San Francisco’s progressive proselytes would have us believe that the many campers who call Golden Gate Park home do the site no harm — they’re just a benign presence among the flowers and the trees.
Reality presents a different picture. In a scant three days after homeless outreach teams and cleanup crews began fanning out along the eastern edge of the park, they collected more than seven tons of garbage as well as the usual assortment of tents, sleeping bags and furniture. To no one’s surprise, they’ve also uncovered sites full of hypodermic needles, other drug paraphernalia and the stuff one would expect to find in areas used as public toilets.
So far, they’ve only covered a tiny area of San Francisco’s fabled 1,017-acre park, but there’s little doubt they’ll find much more of the same as they march west. And I could probably lead the outreach teams to some of the favored spots, since not much has changed over time — just the numbers and the faces.
This was like old home week for me — walking around Golden Gate Park touring homeless encampments and talking to gardeners and park officials about the armies of the night. Nearly a decade ago, I spent four months chronicling the decline of one of the nation’s great urban parks, a place that had been fashioned into something of a tent city. Some follow-up columns caused Willie Brown to go into a ballistic, well-publicized denial — one he later retracted, apologized for and solemnly pledged to fix.
Some of that reform has come to fruition. But it’s hard to maintain political will in the face of steady budget cuts and misguided ideals. As Mayor Gavin Newsom discovered recently, the increase in the number of homeless encampments was fairly troubling — which is why a few weeks ago, city officials began handing out letters to the campers that they would need to leave, but that any number of city services awaited them.
This recent official foray to clean up the park has hardly been the “sweep” that alarmists are claiming. Workers from the San Francisco Homeless Outreach Team — the group that has been at the forefront of the wildly successful Homeless Connect project — have been going out in advance of the cleanup crews to tell the homeless campers that there are beds, medical services, drug treatment, detox programs and meals available if they want them. Recreation and Park officials say about 25 people have agreed to receive some services, while the others have decided to maintain their alternative lifestyles.
Yet, just as it was nine years ago, the so-called homeless advocates have been decrying the efforts as an attack on individual liberties. They don’t mention that it has been illegal to camp in the park for probably close to 40 years — little details like that really obscure the issue.
Only in the alternative universe of San Francisco can people criticize a plan to help homeless people get off the streets and into beds and shelters. But Newsom told me he is resolute in his desire to ignore the skewed politics and do the right thing.
“I think it’s outrageous — what kind of compassion is there in letting people live in their own excrement, amid piles of hypodermic needles?’’ he said. “We have people saying we should get people into shelters, getting treatment and getting reunited with their own families. How can you argue that?’’
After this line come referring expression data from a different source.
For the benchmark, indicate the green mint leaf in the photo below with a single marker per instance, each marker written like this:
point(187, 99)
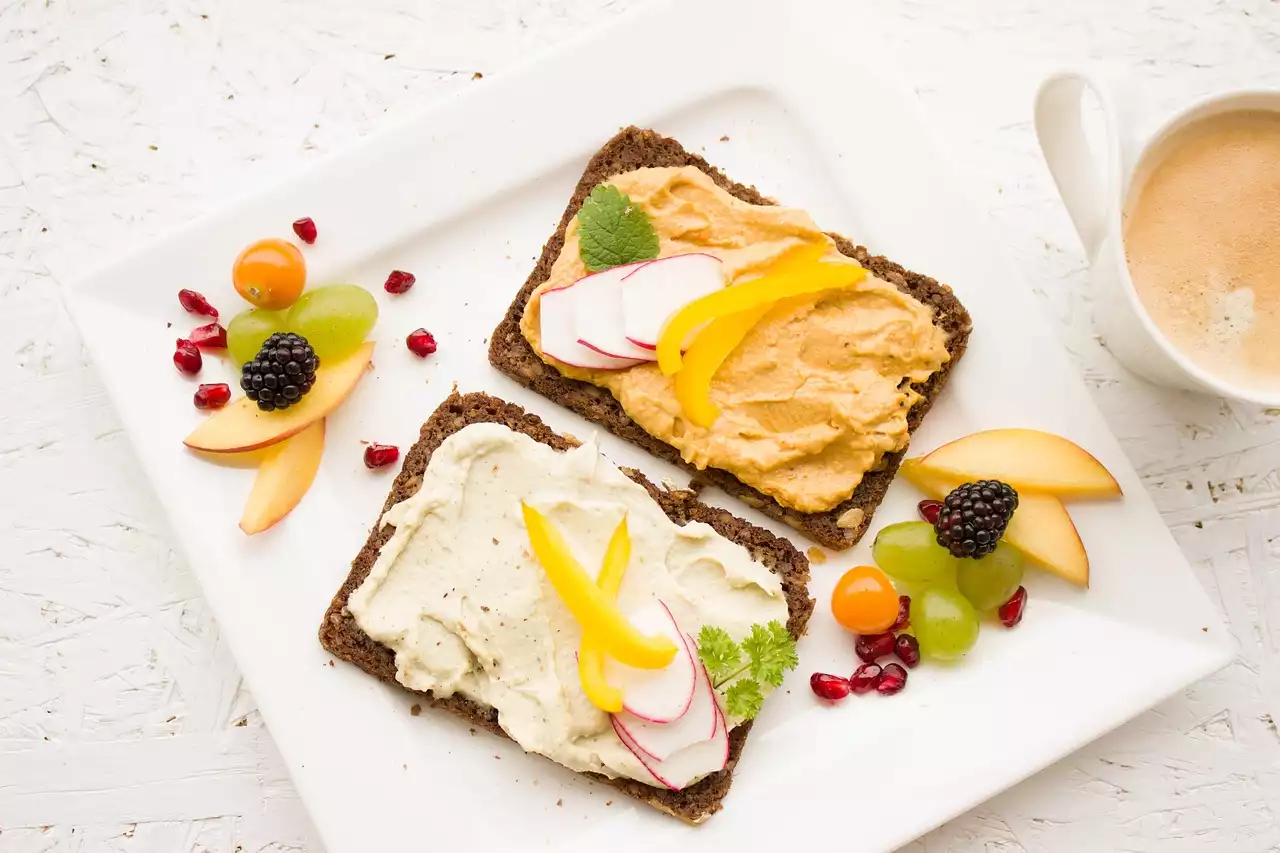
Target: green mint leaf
point(771, 652)
point(718, 651)
point(744, 699)
point(612, 231)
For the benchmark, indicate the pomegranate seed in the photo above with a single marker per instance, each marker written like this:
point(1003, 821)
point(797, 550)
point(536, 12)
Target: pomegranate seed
point(872, 647)
point(196, 304)
point(908, 649)
point(828, 687)
point(380, 455)
point(892, 679)
point(211, 337)
point(213, 396)
point(1011, 611)
point(306, 229)
point(398, 281)
point(929, 510)
point(864, 678)
point(904, 615)
point(186, 356)
point(420, 342)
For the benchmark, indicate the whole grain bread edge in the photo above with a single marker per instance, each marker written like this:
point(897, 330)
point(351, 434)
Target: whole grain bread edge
point(343, 638)
point(511, 354)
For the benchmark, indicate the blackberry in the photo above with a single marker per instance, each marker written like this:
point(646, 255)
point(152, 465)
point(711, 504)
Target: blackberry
point(282, 372)
point(974, 516)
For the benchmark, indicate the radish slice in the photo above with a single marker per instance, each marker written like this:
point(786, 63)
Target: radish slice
point(661, 740)
point(662, 287)
point(560, 333)
point(688, 765)
point(598, 314)
point(657, 696)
It’s also a bit dangerous. We’re not talking about a disparate group of benevolent societies setting up shop in the park. A lot of these people suffer from serious addictions, some have been very aggressive with police and gardeners, and if you counted the number of fires being set in The City’s largest forest each night, you might be wishing for an early rainy season.
But the sense of entitlement among some of the campers has not made them very happy about receiving outside visitors, which is why they often try to get retribution. Kelly Cornell, the park’s longtime urban forestry supervisor, told me that some of the campers have been destroying newly planted trees. In one section recently, he said more than 80 of 140 trees had been cut, broken in half or stolen outright.
“For all the thousands of work hours we put in, it’s very demoralizing,’’ park gardener Stephanie Roetken told me.
City officials estimate as many as 200 people may live in the park —which is why it will take about three months to work through it. But as the previous nine years will show, the real key is going to be vigilance.
Denial is not an option here, although I know firsthand that it sometimes makes for great copy.